Unincorporated community in Pennsylvania, U.S.

Shimerville is an unincorporated community, located on Pennsylvania Route 100 and Pennsylvania Route 29 South in Upper Milford Township in Lehigh County, Pennsylvania. The community is located south of Macungie and west of Vera Cruz. It is part of the Lehigh Valley, which has a population of 861,899 and is the 68th-most populous metropolitan area in the U.S. as of the 2020 census.

Shimerville is served by the Emmaus post office, with the ZIP Code of 18049. A prominent business in the village is the Shimerville Center, with its firearm range and catered events building.

==History==
In 1733, John, Thomas, and Richard Penn Sr. sold 352 acres of land on the branch of the Perkiomen Creek to Dirick Johnson. In 1774, Dirick's son, John Johnson, sold 213 acres of that land to Jacob Miller, an Inn Keeper in Upper Milford Township. In 1792, John Shimer purchased from Jacob Miller over 250 acres of land, the premises on which the present village of Shimerville is located.
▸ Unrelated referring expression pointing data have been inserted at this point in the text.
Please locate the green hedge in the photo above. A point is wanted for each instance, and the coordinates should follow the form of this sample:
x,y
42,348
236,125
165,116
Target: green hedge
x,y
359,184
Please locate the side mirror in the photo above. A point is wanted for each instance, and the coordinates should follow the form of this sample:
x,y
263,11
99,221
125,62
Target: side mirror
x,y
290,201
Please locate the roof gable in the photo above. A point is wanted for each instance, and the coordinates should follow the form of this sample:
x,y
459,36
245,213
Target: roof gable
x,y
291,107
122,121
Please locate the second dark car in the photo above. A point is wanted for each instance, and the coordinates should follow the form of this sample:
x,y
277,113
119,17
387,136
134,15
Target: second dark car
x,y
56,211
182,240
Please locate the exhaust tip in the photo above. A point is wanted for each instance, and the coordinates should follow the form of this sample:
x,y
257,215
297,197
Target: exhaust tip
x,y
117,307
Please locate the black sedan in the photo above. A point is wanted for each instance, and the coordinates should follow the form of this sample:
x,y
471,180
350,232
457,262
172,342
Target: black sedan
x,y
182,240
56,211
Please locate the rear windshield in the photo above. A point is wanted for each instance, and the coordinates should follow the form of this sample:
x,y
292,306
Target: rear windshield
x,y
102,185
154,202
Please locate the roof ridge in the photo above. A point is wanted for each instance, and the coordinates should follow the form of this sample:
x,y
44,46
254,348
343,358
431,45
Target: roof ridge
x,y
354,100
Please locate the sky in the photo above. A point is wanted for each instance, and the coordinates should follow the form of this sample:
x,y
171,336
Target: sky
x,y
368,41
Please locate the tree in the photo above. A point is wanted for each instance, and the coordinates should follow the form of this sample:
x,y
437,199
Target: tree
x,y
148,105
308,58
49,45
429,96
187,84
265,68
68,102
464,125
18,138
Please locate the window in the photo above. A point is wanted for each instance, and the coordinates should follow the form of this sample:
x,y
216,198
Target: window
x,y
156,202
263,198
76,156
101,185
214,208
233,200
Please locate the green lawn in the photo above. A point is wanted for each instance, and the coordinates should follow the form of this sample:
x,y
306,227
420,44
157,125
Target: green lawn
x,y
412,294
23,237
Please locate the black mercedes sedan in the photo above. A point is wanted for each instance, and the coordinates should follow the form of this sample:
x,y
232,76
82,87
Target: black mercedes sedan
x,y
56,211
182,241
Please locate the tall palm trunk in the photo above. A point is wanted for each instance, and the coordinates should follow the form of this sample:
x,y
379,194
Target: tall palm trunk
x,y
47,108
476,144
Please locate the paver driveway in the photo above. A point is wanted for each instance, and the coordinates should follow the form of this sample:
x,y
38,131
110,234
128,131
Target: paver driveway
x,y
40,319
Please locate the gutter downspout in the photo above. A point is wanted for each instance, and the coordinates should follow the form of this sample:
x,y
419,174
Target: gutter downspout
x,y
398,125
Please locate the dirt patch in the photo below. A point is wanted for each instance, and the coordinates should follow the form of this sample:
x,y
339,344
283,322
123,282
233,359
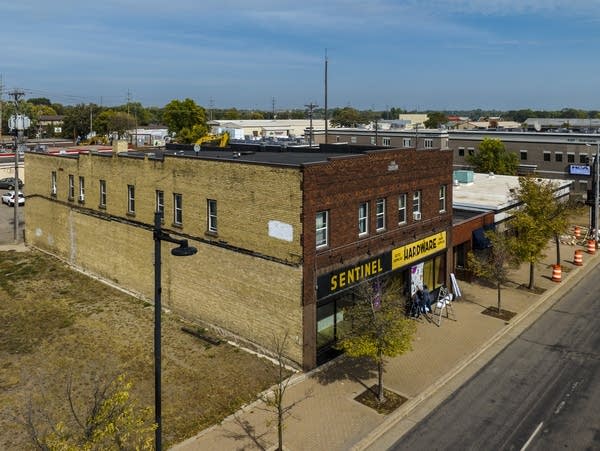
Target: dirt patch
x,y
505,315
391,403
58,323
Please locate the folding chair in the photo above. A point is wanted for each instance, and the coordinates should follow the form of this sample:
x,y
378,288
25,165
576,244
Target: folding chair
x,y
443,303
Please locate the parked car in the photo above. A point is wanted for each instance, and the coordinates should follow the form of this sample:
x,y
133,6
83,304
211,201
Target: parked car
x,y
9,183
9,198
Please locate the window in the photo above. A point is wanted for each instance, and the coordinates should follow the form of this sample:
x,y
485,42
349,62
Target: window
x,y
177,209
380,214
71,187
130,199
402,209
321,228
212,215
53,184
417,205
160,203
81,189
363,218
102,193
442,198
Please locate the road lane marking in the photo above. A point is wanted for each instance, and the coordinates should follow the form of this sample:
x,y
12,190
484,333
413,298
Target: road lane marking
x,y
528,442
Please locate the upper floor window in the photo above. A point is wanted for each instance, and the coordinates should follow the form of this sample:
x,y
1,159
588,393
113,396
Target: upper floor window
x,y
131,199
81,189
102,193
402,208
363,218
71,187
212,215
321,228
177,209
380,214
442,198
53,184
417,205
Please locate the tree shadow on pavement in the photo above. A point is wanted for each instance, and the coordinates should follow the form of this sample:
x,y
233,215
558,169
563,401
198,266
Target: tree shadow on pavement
x,y
346,368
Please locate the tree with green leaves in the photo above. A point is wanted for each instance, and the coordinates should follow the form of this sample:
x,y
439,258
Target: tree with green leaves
x,y
179,114
491,156
494,264
435,119
347,117
378,327
540,217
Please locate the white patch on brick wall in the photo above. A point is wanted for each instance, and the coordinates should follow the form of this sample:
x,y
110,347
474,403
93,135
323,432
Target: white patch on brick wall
x,y
281,230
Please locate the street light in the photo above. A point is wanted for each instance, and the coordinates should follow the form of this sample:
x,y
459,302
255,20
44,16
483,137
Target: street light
x,y
596,190
183,250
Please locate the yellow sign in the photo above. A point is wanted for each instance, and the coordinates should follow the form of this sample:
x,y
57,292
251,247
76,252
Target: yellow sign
x,y
404,255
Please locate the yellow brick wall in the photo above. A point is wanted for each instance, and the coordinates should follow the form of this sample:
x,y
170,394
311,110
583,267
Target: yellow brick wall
x,y
248,295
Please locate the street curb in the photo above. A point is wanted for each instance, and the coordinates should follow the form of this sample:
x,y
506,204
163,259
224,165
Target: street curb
x,y
549,298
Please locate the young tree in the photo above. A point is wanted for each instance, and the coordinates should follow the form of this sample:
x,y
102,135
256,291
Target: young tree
x,y
491,156
107,420
494,264
378,327
541,217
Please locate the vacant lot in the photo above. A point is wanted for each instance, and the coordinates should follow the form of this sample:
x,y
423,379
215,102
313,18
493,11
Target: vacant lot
x,y
58,324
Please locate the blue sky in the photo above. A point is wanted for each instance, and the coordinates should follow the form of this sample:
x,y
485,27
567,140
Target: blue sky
x,y
412,54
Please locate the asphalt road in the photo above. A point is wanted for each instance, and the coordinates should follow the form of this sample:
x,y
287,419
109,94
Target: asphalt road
x,y
7,222
542,392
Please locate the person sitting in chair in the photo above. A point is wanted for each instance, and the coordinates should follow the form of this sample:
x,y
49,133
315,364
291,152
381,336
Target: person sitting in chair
x,y
424,299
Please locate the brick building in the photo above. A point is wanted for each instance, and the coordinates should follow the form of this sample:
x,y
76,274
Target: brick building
x,y
282,237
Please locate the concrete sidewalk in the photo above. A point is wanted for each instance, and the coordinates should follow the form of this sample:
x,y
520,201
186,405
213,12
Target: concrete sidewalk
x,y
327,417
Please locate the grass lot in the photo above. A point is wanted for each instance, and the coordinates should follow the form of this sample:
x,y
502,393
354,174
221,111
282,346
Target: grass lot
x,y
57,323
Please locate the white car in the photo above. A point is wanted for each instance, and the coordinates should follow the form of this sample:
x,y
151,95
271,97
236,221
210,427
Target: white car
x,y
8,198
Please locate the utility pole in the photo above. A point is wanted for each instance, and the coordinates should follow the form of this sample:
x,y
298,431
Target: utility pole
x,y
311,106
326,130
18,124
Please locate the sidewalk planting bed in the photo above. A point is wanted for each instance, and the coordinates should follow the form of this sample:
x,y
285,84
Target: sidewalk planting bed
x,y
58,323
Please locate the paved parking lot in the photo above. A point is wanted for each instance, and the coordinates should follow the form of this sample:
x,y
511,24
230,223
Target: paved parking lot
x,y
7,223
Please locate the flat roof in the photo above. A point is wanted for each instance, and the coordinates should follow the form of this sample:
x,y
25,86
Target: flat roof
x,y
490,192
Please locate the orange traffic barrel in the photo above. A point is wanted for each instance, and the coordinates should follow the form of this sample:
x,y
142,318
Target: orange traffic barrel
x,y
591,247
556,273
578,258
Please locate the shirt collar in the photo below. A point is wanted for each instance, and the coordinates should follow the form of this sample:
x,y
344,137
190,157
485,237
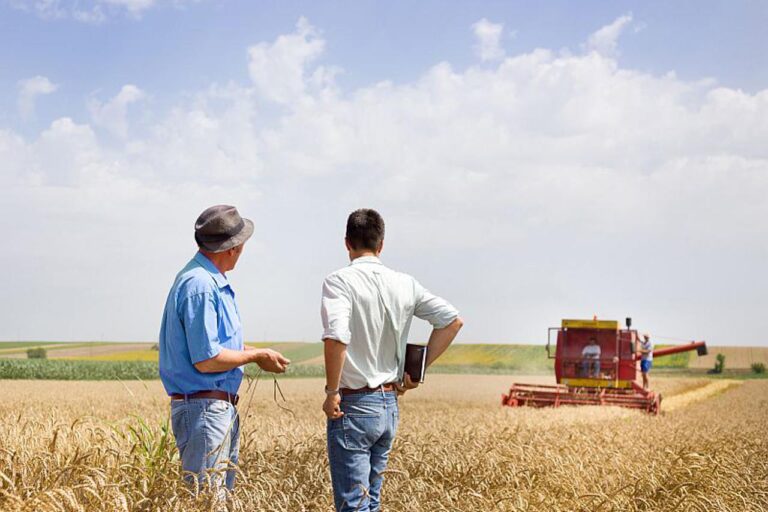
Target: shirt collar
x,y
366,259
203,261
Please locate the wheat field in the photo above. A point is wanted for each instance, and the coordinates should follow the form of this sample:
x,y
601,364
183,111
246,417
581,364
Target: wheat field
x,y
80,446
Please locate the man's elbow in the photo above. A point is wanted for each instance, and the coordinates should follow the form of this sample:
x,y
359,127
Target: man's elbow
x,y
206,366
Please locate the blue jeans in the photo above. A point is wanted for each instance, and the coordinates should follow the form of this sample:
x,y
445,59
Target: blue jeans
x,y
358,449
207,435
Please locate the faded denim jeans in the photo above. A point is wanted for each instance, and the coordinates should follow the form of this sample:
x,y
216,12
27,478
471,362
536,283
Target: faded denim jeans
x,y
358,448
207,435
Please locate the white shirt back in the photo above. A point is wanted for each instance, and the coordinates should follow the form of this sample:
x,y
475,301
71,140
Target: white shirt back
x,y
647,345
369,308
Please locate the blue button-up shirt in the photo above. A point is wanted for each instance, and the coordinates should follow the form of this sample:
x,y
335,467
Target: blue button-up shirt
x,y
200,318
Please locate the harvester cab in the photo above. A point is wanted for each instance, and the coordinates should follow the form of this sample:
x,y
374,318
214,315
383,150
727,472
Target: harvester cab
x,y
596,363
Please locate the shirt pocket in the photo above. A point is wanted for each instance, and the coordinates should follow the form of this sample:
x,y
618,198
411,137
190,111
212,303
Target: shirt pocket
x,y
229,323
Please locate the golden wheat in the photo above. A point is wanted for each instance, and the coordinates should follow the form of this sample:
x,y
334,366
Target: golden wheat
x,y
77,446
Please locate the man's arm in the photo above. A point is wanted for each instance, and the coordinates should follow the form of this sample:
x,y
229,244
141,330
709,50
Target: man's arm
x,y
227,359
440,339
335,353
335,312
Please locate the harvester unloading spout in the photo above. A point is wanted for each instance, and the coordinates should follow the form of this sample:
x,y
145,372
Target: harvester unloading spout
x,y
602,374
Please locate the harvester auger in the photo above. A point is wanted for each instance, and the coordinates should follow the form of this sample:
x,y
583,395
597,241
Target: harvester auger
x,y
606,380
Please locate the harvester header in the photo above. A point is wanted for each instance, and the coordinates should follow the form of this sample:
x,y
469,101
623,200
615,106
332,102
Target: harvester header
x,y
596,363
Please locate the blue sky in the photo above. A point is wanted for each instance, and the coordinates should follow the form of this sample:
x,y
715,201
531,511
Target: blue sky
x,y
533,160
170,48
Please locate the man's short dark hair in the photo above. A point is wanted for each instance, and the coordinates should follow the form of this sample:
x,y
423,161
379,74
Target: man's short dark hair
x,y
365,229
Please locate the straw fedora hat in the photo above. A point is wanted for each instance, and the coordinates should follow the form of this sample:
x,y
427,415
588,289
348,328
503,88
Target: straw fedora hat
x,y
221,227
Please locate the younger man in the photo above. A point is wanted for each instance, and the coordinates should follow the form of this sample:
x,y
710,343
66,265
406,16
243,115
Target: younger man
x,y
367,310
646,358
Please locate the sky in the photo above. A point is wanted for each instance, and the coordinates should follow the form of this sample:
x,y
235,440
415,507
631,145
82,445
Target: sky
x,y
533,161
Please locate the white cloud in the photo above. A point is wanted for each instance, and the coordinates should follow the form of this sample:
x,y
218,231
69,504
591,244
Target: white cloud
x,y
605,40
91,11
112,115
29,90
547,185
488,36
278,69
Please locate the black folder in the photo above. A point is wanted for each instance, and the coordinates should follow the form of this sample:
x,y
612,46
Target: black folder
x,y
416,361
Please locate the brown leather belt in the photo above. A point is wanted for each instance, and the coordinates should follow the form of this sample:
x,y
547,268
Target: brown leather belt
x,y
216,395
389,386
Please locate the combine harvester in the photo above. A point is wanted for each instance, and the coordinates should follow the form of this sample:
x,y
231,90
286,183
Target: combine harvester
x,y
581,382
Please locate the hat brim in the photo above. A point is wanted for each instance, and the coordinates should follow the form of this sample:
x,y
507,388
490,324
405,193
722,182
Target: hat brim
x,y
234,241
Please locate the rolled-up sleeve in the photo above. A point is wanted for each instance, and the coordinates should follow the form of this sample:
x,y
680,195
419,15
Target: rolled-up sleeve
x,y
201,325
438,312
336,310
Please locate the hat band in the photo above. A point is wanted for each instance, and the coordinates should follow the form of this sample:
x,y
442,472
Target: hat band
x,y
220,237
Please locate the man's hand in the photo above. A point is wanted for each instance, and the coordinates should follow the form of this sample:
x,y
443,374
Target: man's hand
x,y
270,360
332,406
406,385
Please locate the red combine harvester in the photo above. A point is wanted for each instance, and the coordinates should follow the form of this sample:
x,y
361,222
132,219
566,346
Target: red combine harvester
x,y
606,380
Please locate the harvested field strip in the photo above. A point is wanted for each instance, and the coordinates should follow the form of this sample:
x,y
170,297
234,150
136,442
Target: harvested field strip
x,y
701,393
735,357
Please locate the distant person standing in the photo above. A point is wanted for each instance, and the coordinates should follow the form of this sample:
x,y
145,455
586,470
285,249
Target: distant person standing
x,y
202,350
367,311
590,359
646,358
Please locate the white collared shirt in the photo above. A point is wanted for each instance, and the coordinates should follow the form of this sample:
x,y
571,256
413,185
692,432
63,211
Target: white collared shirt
x,y
369,308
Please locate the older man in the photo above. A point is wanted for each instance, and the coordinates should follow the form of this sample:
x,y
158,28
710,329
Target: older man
x,y
367,310
202,350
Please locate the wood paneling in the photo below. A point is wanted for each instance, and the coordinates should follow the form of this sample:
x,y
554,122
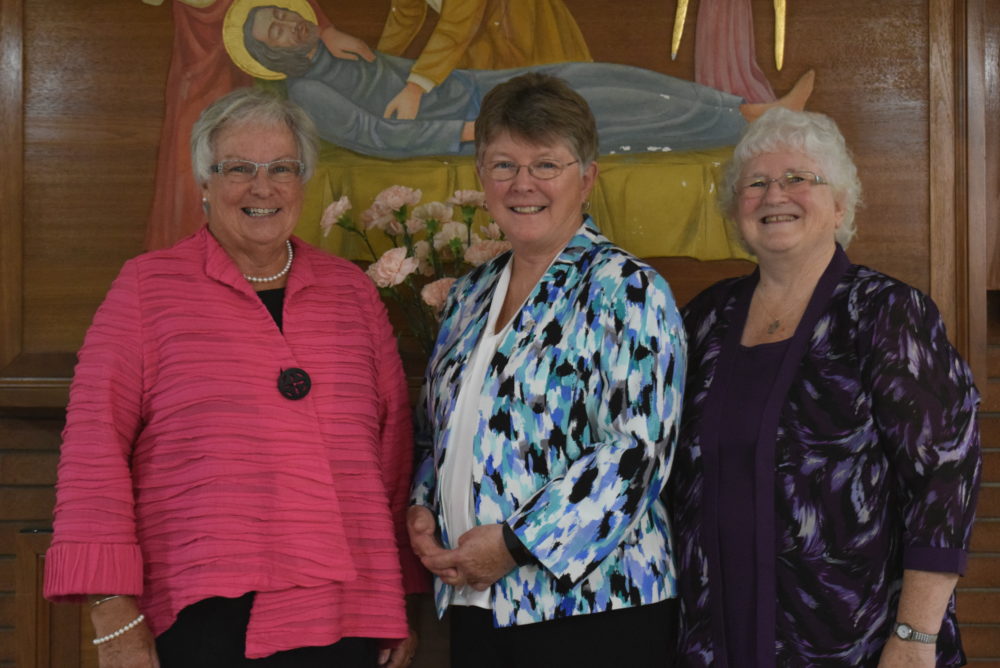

By 1795, John Shimer had become a successful farmer, landlord, and justice of the peace for Upper Milford Township.

==Education==

Shimerville is served by the East Penn School District. Emmaus High School in Emmaus serves grades nine through 12. Eyer Middle School and Lower Macungie Middle School, both located in Macungie, serve grades six through eight.